International Conference | 29 June - 03 July 2005

Whelan: John | UK

PARIP 2005 ABSTRACT- Naoko Noshiro and John C. Whelan

Naoko and I collaborated on a performance in Tokyo in August of 2004. Naoko is a Butoh dancer with her own company in Tokyo. I am actor and physical theatre trained performer originally from Dublin, Ireland. We proposed a 'devising' or practical creative process over a week then a one off live performance using the elements we had found at Peppers Gallery space in Ginza, Tokyo.

The initial idea for this collaboration came from an aspect of my PhD by PAR. I am exploring physical memory and physical history in defining an embodied epistemology and further pedagogical model for plastic arts training. Using auditory, visual and kinaesthetic stimuli in devising original performance I am seeking to explore the relationship of these external sensory stimuli of 'creative environments' in accessing subjective performer physical history and physical memory to create subjective embodied awareness leading to performance research outcomes.

The specific aspect I wanted to explore and initially suggested to Naoko was the kinaesthetic stimulus of sites, spaces and the visual and auditory stimuli of the city, in this case Tokyo. So literally sites, spaces and sounds, which occur in and around the city act as stimuli, which the performers body reacts to producing movement. Certain movement sequences, patterns, shapes and reactions are kept, documented and refined. They are repeated and physically learned then randomly sequenced and reproduced as a movement score in performance. Use of video and ambient sound recorded on location at sites of influence, were further used as part of the creative sensory environment in the live performance.

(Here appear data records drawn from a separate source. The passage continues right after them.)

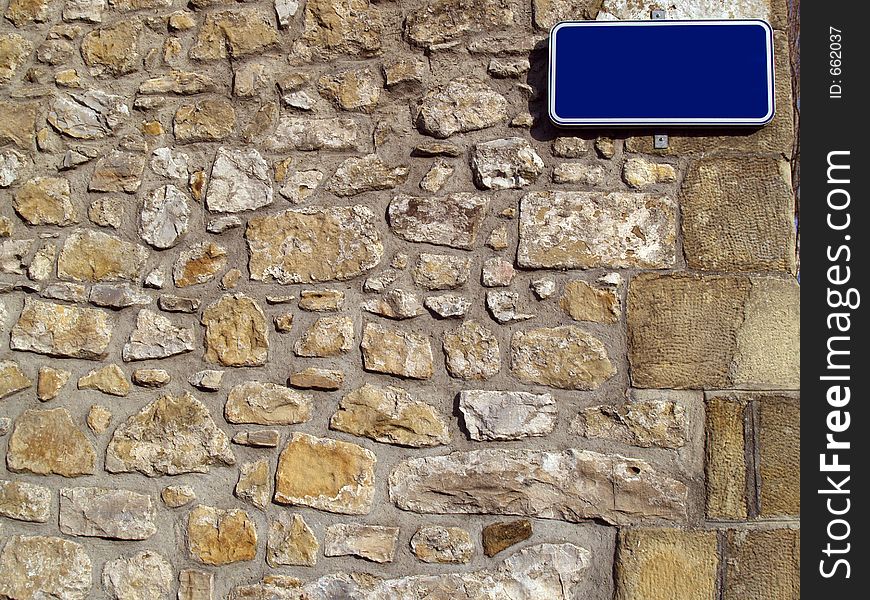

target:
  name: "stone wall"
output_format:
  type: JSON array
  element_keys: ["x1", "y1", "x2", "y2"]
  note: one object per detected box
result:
[{"x1": 0, "y1": 0, "x2": 800, "y2": 600}]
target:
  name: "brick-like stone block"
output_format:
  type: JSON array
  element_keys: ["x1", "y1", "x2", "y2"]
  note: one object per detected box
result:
[
  {"x1": 756, "y1": 396, "x2": 801, "y2": 517},
  {"x1": 680, "y1": 157, "x2": 795, "y2": 273},
  {"x1": 627, "y1": 274, "x2": 800, "y2": 389},
  {"x1": 705, "y1": 395, "x2": 747, "y2": 519},
  {"x1": 723, "y1": 529, "x2": 801, "y2": 600},
  {"x1": 616, "y1": 529, "x2": 719, "y2": 600}
]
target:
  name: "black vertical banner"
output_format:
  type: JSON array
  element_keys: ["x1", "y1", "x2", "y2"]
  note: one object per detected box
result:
[{"x1": 800, "y1": 0, "x2": 870, "y2": 600}]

This is a performers subjective sensory experience of and reaction to a City environment, communicated largely through movement. The interest was in devising and producing an organic performance with no 'a priori' aesthetic postulates. To explore if what is all around us in terms of sensory information can be harnessed and used as stimuli to evoke physical reactions and movement in the  process of creating original work.

I felt from my Western understanding of Butoh that the emphasis in creating work is placed on the subjective performers body as a site of memory and experience producing idiosyncratic and subjective performances. I viewed performances from Hijikata Tatsumi and Kazuo Ono while in Tokyo and felt that Butoh resembles certain more formal forms of dance the way an adult handwriting resembles the handwriting of a 5-year-old child learning the perfect shape and clarity of the alphabet. That is, they are both writing letters and words but look so vastly different because adult handwriting, like Butoh, has been subjectified and bent into the shapes and patterns of the persons experience, personality and style.

Although coming from very different cultures and positions artistically Naoko and I seemed to find a common thread related to Butoh philosophy and practice i.e. the Body as a creative site of exploration, memory, experience, knowledge and expression inscribed by the environment it moves in. The intentions for me were twofold; firstly that I wanted to further explore an embodied form of knowledge in practice and secondly that I wanted to explore any commonalities between my thinking, research and practice and what I understood of Butoh.